The Lower Basin states have put significant cuts to their water supplies on the table but cannot agree to a plan that lacks mandatory cuts in the Upper Basin, Arizona’s negotiator Tom Buschatzke said in a statement. The Lower Basin’s proposals “fell on deaf ears in the Upper Basin,” he said.
“We simply cannot take on the task of saving this precious river system on our own,” Buschatzke said.
As political leaders unleashed a series of pointed statements Friday, the Bureau of Reclamation released new projections that show one of the river system’s major reservoirs could be in peril as soon as this summer.
The bureau’s new projections show that, if drought conditions remain dire, Lake Powell could fall so low by the end of July that water would no longer flow through Glen Canyon Dam’s hydropower system — a level called “dead pool.” Even if snow conditions improve, the reservoir could still reach dead pool in November — a scenario the bureau dubbed its most probable outcome.
The Colorado River District, an agency created by the Colorado legislature that’s based in Glenwood Springs and advocates for Western Slope water needs, said it was disappointing that Lower Basin negotiators walked away from discussions on the day the projections were released.
“With Lake Powell now quickly approaching dead pool, that decision reflects a continued disconnect from hydrologic reality and a clear refusal to confront the core problem: longstanding Lower Basin overuse,” the district said Monday in a statement.
Snowpack across the mountains that feed the Colorado River remained dismal in early February.
Above Lake Powell, snowpack on Feb. 1 sat at 47% of the median recorded for that time of year between 1991 and 2020. The water year — which began Oct. 1 — has so far featured record-setting warmth and limited precipitation, according to the National Weather Service’s Colorado Basin River Forecast Center.
That could translate to water supplies at 38% of normal, according to the center. Current projections show inflow into Lake Powell will total a meager 2.4 million acre-feet — far less than the 7.5 million acre-feet allocated to the Lower Basin in the 1922 Colorado River Compact.
“This winter’s alarmingly low snowpack across Colorado adds an exclamation point to the already dire drought in the Basin,” Colorado Sen. John Hickenlooper said in a statement. “If we don’t address this problem together — head-on and fast — our communities, farms, and economies will suffer.”

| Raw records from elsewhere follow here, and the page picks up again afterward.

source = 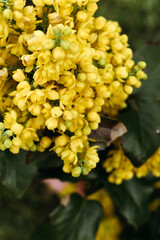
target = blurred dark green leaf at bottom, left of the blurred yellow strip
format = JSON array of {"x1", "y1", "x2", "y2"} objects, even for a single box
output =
[{"x1": 31, "y1": 194, "x2": 103, "y2": 240}]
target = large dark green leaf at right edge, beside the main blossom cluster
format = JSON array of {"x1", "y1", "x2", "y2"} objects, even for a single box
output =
[{"x1": 119, "y1": 45, "x2": 160, "y2": 166}]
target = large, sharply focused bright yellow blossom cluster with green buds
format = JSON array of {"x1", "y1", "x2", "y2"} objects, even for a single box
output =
[{"x1": 0, "y1": 0, "x2": 146, "y2": 177}]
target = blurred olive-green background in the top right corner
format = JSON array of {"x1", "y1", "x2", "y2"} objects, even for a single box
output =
[{"x1": 96, "y1": 0, "x2": 160, "y2": 50}]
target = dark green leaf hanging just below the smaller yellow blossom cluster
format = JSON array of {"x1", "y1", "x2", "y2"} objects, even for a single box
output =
[{"x1": 104, "y1": 178, "x2": 153, "y2": 228}]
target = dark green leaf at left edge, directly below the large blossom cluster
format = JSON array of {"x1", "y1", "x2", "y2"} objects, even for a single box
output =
[{"x1": 0, "y1": 150, "x2": 36, "y2": 198}]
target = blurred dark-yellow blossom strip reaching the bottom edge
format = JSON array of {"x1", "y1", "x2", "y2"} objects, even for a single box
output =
[{"x1": 88, "y1": 189, "x2": 122, "y2": 240}]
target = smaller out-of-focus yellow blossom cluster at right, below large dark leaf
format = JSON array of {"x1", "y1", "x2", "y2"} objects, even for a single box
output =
[{"x1": 103, "y1": 144, "x2": 160, "y2": 184}]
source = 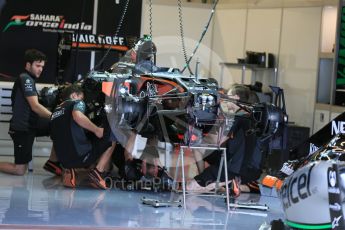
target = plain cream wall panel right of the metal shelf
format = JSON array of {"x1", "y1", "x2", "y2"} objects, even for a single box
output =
[{"x1": 279, "y1": 7, "x2": 322, "y2": 127}]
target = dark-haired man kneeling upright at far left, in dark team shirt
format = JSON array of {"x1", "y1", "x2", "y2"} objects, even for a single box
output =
[{"x1": 0, "y1": 49, "x2": 61, "y2": 175}]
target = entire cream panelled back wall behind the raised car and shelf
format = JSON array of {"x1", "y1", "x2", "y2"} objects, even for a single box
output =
[{"x1": 142, "y1": 0, "x2": 322, "y2": 128}]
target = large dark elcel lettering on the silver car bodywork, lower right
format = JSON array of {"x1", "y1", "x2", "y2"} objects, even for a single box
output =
[{"x1": 281, "y1": 165, "x2": 315, "y2": 209}]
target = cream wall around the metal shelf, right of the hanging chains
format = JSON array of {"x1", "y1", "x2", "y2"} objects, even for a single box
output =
[{"x1": 211, "y1": 7, "x2": 322, "y2": 128}]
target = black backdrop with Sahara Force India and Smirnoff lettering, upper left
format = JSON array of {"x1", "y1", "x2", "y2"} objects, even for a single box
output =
[{"x1": 0, "y1": 0, "x2": 142, "y2": 83}]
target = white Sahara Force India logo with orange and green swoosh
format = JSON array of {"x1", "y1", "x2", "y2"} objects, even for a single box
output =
[{"x1": 2, "y1": 14, "x2": 92, "y2": 32}]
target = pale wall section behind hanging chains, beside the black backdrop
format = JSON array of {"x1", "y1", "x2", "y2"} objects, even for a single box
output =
[{"x1": 142, "y1": 1, "x2": 213, "y2": 76}]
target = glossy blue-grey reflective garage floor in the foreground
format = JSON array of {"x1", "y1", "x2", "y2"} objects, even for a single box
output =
[{"x1": 0, "y1": 155, "x2": 283, "y2": 230}]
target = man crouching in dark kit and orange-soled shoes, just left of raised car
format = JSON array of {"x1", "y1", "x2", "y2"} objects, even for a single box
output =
[{"x1": 51, "y1": 85, "x2": 115, "y2": 189}]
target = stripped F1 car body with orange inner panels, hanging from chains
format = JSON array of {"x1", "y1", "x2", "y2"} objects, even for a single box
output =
[{"x1": 103, "y1": 72, "x2": 219, "y2": 142}]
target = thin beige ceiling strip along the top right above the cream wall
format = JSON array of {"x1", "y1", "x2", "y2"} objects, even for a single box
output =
[{"x1": 190, "y1": 0, "x2": 338, "y2": 8}]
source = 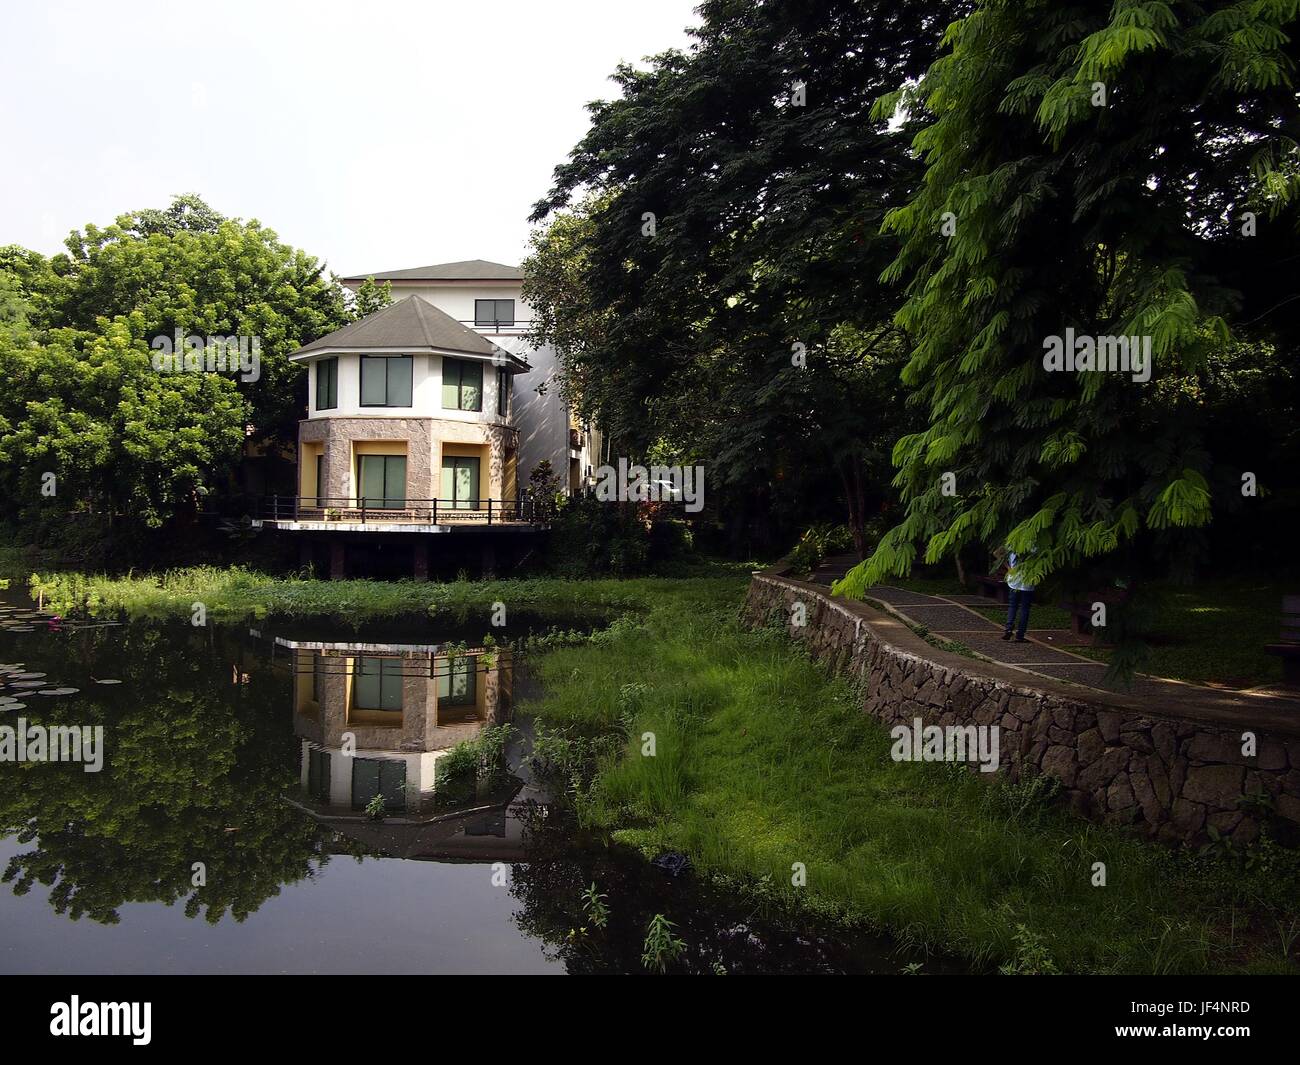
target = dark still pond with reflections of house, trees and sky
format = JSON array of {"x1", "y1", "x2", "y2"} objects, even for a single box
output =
[{"x1": 0, "y1": 593, "x2": 956, "y2": 974}]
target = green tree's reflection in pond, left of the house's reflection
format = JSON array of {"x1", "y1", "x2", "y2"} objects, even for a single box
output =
[{"x1": 0, "y1": 625, "x2": 325, "y2": 923}]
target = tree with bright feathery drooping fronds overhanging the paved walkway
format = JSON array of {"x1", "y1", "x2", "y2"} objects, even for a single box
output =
[{"x1": 841, "y1": 0, "x2": 1300, "y2": 594}]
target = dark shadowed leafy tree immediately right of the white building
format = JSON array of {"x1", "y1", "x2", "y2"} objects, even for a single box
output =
[{"x1": 525, "y1": 0, "x2": 961, "y2": 559}]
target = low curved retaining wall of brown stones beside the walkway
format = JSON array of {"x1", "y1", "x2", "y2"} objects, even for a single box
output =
[{"x1": 744, "y1": 573, "x2": 1300, "y2": 843}]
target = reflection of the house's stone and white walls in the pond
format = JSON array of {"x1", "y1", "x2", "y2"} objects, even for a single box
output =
[{"x1": 267, "y1": 637, "x2": 512, "y2": 818}]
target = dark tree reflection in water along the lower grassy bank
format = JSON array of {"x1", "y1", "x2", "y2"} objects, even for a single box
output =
[{"x1": 511, "y1": 808, "x2": 909, "y2": 973}]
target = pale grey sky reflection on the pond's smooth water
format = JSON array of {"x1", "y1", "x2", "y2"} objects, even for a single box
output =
[{"x1": 0, "y1": 837, "x2": 563, "y2": 974}]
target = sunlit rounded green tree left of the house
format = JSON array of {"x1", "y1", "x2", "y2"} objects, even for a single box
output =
[{"x1": 0, "y1": 196, "x2": 348, "y2": 548}]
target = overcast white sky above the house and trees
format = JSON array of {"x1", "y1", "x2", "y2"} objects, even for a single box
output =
[{"x1": 0, "y1": 0, "x2": 697, "y2": 274}]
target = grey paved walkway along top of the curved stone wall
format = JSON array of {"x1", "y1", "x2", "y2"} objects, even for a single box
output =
[{"x1": 810, "y1": 555, "x2": 1300, "y2": 713}]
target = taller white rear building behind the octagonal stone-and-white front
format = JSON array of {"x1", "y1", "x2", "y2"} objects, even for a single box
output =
[{"x1": 332, "y1": 259, "x2": 602, "y2": 494}]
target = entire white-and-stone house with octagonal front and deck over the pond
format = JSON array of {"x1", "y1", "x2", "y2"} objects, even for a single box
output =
[{"x1": 263, "y1": 260, "x2": 599, "y2": 579}]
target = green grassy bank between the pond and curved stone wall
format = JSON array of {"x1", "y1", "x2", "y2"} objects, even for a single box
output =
[{"x1": 532, "y1": 581, "x2": 1297, "y2": 973}]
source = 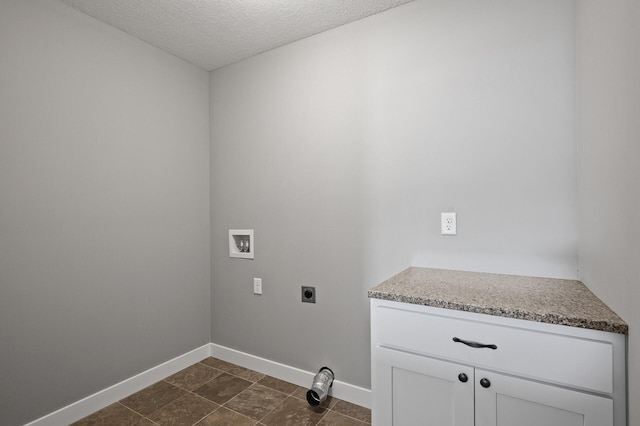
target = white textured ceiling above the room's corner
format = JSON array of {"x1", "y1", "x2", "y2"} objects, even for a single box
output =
[{"x1": 62, "y1": 0, "x2": 411, "y2": 71}]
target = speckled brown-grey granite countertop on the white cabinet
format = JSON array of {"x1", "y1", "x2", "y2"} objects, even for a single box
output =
[{"x1": 368, "y1": 266, "x2": 628, "y2": 334}]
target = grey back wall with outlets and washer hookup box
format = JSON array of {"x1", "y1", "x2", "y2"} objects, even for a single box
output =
[{"x1": 211, "y1": 0, "x2": 578, "y2": 387}]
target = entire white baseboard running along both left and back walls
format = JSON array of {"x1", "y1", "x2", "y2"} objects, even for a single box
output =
[{"x1": 25, "y1": 343, "x2": 371, "y2": 426}]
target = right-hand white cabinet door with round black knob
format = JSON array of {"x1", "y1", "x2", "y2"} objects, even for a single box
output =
[{"x1": 475, "y1": 369, "x2": 613, "y2": 426}]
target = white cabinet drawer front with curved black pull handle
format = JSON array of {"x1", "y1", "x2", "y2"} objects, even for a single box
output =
[{"x1": 372, "y1": 305, "x2": 613, "y2": 394}]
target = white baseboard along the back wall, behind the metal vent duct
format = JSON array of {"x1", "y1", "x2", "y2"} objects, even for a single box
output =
[{"x1": 211, "y1": 343, "x2": 371, "y2": 408}]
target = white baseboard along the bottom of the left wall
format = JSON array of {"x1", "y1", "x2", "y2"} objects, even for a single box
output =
[{"x1": 25, "y1": 344, "x2": 211, "y2": 426}]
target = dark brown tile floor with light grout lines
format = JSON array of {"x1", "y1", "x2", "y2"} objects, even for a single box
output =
[{"x1": 74, "y1": 358, "x2": 371, "y2": 426}]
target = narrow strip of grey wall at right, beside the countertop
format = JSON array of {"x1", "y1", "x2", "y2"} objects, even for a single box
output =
[{"x1": 577, "y1": 0, "x2": 640, "y2": 425}]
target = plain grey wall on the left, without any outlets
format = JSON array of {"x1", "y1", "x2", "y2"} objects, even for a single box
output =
[{"x1": 0, "y1": 0, "x2": 210, "y2": 425}]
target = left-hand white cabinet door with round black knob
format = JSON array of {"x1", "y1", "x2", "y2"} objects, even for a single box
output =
[{"x1": 372, "y1": 347, "x2": 474, "y2": 426}]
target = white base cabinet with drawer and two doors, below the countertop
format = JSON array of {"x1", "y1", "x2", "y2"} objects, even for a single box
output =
[{"x1": 371, "y1": 299, "x2": 626, "y2": 426}]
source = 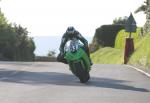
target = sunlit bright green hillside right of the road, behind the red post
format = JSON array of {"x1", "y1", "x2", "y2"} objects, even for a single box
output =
[{"x1": 91, "y1": 28, "x2": 150, "y2": 70}]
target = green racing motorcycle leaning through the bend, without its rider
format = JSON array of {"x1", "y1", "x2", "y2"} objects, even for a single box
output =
[{"x1": 64, "y1": 39, "x2": 91, "y2": 83}]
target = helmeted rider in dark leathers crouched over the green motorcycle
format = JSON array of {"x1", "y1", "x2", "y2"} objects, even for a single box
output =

Federal officials under both the Trump and Biden administrations have repeatedly set deadlines by which the states must find agreement. But now, with only months before the current guidelines expire, time is truly running out.
“We are increasingly concerned that, after more than two years of negotiations, multiple deadlines, and extensive public engagement, the Basin states have still not reached agreement on a Colorado River management framework,” said a new statement issued by a coalition of conservation groups. It includes the Environmental Defense Fund, the Nature Conservancy and Western Resource Advocates.
Federal officials have repeatedly said they will finalize a plan before the Oct. 1 start of the next water year. The Bureau of Reclamation in January published outlines of the plans officials are considering. Public comment on those plans ends March 2.
Without a deal between the states, the bureau will implement its own plan — a move that will likely set off costly litigation that takes years to resolve.
“Colorado is prepared for any litigation, and we will work tirelessly to protect our state’s rights and interests under the Law of the Colorado River,” Weiser said.
Leaders from both the Upper and Lower basins pledged to continue working on a deal.
“We can and we must rise to this occasion,” the governors of the four Upper Basin states, including Colorado Gov. Jared Polis, said in a joint statement.